Not all records stay with you forever. Under the Rehabilitation of Offenders Act 1974, if you’ve broken the law in the past, for some crimes and if a certain amount of time has passed, your criminal record could be 'spent’.
To get further details on how long you must wait for your criminal record to be spent you can call the Resettlement Plus Helpline on 020 7840 6464.
- A conviction for a Violent Crime against another young person, who is under 18, will permanently remain on your record
- Violent crimes are treated differently to other crimes and unlike other offences that may be wiped from your recorded after a period of time these offences have 'Schedule One Status' and will remain with you for LIFE
A Schedule One Status Offence
This is a crime committed by one under 18 year old, against another under 18 year old.

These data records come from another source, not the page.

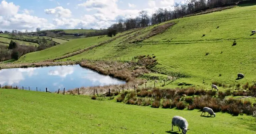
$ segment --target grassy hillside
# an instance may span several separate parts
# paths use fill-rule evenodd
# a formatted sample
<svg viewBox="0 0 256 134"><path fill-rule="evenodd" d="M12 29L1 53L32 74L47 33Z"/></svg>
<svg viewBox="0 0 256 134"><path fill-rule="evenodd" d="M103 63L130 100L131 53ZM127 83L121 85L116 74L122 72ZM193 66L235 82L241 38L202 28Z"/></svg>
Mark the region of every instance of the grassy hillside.
<svg viewBox="0 0 256 134"><path fill-rule="evenodd" d="M215 118L206 118L197 110L181 112L104 99L0 89L0 133L179 133L177 127L170 131L175 115L187 119L189 134L256 132L251 116L218 113Z"/></svg>
<svg viewBox="0 0 256 134"><path fill-rule="evenodd" d="M46 30L42 30L38 32L38 33L44 33L45 32L64 32L66 33L75 34L75 33L85 33L91 32L94 32L98 30L94 29L53 29Z"/></svg>
<svg viewBox="0 0 256 134"><path fill-rule="evenodd" d="M241 6L152 26L61 60L90 57L118 59L129 57L130 59L138 55L154 54L159 62L155 69L166 69L168 72L179 72L183 76L168 86L170 87L182 82L208 88L213 81L227 84L252 83L256 73L256 35L251 35L251 32L256 27L254 23L256 6ZM175 24L163 33L148 38L149 35L161 30L165 24L171 22ZM76 40L68 44L89 42L90 39ZM232 46L234 40L236 45ZM88 47L93 44L82 46ZM60 46L63 47L58 50L66 49L68 46ZM77 49L67 51L79 49L75 47ZM67 52L57 54L55 49L53 47L40 52L44 54L29 54L19 61L53 59ZM51 56L45 57L47 55ZM236 80L238 73L245 74L245 78Z"/></svg>
<svg viewBox="0 0 256 134"><path fill-rule="evenodd" d="M59 45L42 51L29 53L25 55L25 56L21 57L17 62L25 61L32 62L50 60L56 57L60 56L72 52L87 48L92 45L97 44L99 42L109 38L106 36L100 38L98 38L98 37L93 37L74 40L72 41ZM35 55L37 56L33 57Z"/></svg>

Schedule One Offences include:
- Sexual assaults on children, rape, various forms of neglect and ill treatment, including murder and manslaughter
- It also includes common offences such as common assault and assault causing bodily injury to someone less than 18 years old
- It is worth bearing in mind that a fight in a school playground or in your street could result in you being convicted of common assault - which is a Schedule One Offence
If you have been convicted of a Schedule One Status offence then your career, life choices and employment options are likely to be restricted. If you hope to work with children you will automatically be police checked.
If you apply, to go to college, go on a training course, for a job, for a credit card, to travel in some countries and for many other activities and documents you will usually be asked if you have a criminal record.
For certain jobs such as teaching, youth work, nursing, care work, nursery nursing, sports coaching and many more jobs where you will be working with people there is a requirement to have a check with the Disclosure and Barring Service (DBS) before you can get the job.
The DBS helps employers make safer recruitment decisions and prevent unsuitable people from working with vulnerable groups, including children. It replaces the Criminal Records Bureau (CRB) and Independent Safeguarding Authority (ISA).